Cash, as his family affectionately calls him, lives with spinal muscular atrophy (SMA), a neurological disease characterized by loss of motor neurons in the spinal cord and lower brain stem, resulting in severe and progressive muscular atrophy and weakness. Ultimately, individuals with the most severe type of SMA can become paralyzed and have difficulty performing the basic functions of life, like breathing and swallowing.
During a controlled clinical study, infantile-onset SMA patients treated with SPINRAZA achieved and sustained improvement in motor function compared to untreated study participants. In addition, a greater percentage of patients on SPINRAZA survived compared to untreated patients. In open-label studies, some patients achieved milestones such as ability to sit unassisted, stand or walk when they would otherwise be unexpected to do so and maintained milestones at ages when they would be expected to be lost.
Cash was diagnosed with SMA at 3 months old and his parents, Ashley and Cameron, have become huge advocates of SMA and treatment of the disease since his diagnosis.
SPINRAZA was FDA approved on Dec. 23, 2016, and the family moved quickly with their son’s neurologists to get his first dose administered. Sutter Children’s Center, Sacramento was the first hospital in Sacramento and third hospital in Northern California to give the treatment.

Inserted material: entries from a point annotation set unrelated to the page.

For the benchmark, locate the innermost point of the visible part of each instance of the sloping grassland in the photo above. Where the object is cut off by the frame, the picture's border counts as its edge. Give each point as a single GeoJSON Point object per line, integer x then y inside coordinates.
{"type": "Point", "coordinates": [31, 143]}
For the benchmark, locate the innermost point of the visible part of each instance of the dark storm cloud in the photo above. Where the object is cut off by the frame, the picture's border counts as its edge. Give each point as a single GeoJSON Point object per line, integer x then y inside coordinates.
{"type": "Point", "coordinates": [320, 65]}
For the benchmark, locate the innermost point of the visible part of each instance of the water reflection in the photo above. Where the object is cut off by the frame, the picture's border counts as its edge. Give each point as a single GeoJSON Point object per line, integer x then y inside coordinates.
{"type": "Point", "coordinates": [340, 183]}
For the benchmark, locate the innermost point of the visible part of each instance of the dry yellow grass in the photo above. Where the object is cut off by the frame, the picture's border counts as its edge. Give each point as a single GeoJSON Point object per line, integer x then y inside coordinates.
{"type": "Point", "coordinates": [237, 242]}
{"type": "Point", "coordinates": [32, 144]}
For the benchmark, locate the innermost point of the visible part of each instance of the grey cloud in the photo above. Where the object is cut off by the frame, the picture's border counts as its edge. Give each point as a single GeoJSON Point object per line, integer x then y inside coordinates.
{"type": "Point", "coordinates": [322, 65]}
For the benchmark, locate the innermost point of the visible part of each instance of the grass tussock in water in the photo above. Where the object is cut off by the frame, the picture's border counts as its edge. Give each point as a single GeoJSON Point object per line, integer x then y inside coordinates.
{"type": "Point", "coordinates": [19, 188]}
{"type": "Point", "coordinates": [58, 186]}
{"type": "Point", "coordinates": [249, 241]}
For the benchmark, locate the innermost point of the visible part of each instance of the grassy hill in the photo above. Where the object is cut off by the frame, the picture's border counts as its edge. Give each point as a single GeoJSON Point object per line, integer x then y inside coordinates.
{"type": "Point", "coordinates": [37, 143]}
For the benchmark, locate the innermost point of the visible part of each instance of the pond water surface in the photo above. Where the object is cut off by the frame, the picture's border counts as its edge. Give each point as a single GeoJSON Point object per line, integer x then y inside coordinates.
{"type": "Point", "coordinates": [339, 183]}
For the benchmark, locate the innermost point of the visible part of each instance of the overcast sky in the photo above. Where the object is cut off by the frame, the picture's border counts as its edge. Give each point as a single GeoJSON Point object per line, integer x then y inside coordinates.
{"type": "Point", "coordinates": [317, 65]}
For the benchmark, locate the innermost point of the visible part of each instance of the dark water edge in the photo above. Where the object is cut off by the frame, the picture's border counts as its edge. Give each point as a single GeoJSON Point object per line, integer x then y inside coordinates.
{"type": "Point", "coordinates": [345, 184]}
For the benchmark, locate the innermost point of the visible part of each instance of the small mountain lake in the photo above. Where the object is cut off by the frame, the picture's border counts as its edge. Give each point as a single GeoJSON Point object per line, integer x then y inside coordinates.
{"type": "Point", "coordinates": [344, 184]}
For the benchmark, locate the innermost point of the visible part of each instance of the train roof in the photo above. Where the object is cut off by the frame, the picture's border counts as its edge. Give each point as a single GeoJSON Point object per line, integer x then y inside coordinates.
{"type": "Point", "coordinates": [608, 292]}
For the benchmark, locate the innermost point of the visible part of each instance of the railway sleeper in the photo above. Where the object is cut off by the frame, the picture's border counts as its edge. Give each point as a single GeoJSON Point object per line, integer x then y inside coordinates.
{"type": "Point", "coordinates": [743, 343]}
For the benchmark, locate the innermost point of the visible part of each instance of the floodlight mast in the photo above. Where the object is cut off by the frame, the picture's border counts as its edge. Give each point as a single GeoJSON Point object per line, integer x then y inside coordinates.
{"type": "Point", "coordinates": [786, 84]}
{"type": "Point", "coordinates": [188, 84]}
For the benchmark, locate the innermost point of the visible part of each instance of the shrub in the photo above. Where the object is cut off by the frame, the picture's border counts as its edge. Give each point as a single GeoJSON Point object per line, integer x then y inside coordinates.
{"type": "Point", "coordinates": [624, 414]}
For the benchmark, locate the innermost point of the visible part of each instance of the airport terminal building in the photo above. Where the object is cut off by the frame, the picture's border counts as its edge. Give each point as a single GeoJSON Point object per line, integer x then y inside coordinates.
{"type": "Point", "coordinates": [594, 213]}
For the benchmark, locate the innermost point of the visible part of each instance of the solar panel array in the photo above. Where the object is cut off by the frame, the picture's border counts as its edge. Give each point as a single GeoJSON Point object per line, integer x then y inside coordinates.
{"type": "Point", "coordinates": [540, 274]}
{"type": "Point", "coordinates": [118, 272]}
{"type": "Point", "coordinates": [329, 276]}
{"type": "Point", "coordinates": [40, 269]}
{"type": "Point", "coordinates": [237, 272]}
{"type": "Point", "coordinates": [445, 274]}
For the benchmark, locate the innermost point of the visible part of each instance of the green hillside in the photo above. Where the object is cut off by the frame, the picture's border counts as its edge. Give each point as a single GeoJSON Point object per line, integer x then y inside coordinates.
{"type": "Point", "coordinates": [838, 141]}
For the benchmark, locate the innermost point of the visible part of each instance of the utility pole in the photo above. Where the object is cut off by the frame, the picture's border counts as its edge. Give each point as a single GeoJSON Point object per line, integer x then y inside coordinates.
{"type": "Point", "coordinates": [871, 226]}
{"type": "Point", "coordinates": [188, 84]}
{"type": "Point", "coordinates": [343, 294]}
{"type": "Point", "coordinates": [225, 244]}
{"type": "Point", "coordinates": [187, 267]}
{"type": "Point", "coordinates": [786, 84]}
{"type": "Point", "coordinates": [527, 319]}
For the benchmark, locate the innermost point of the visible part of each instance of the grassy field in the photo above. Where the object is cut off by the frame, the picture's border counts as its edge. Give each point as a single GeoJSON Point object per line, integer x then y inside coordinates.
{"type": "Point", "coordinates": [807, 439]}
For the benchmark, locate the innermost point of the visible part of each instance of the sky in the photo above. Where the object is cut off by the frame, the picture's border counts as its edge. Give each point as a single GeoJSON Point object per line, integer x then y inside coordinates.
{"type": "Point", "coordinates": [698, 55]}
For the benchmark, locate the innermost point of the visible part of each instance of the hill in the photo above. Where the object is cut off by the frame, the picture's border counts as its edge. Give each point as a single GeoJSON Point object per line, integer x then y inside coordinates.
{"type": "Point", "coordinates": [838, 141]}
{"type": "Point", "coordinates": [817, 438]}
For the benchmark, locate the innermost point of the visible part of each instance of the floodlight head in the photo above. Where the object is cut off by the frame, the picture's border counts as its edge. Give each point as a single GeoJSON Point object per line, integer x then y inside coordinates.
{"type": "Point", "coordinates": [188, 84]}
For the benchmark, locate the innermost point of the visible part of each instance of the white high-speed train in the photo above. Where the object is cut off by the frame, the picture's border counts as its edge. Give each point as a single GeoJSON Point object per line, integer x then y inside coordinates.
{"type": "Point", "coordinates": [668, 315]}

“We are so proud to be one of the first hospitals in Northern California to provide SPINRAZA to SMA patients,” said Tamara Powers, assistant administrator, women’s and children’s, Sutter Medical Center, Sacramento. “SMA is a devastating diagnosis for a family and SPINRAZA offers new hope for families and the entire SMA community.”
Cash will receive follow-up treatments of SPINRAZA for the rest of his life. The family is hopeful to see significant progress within a year of his first treatment.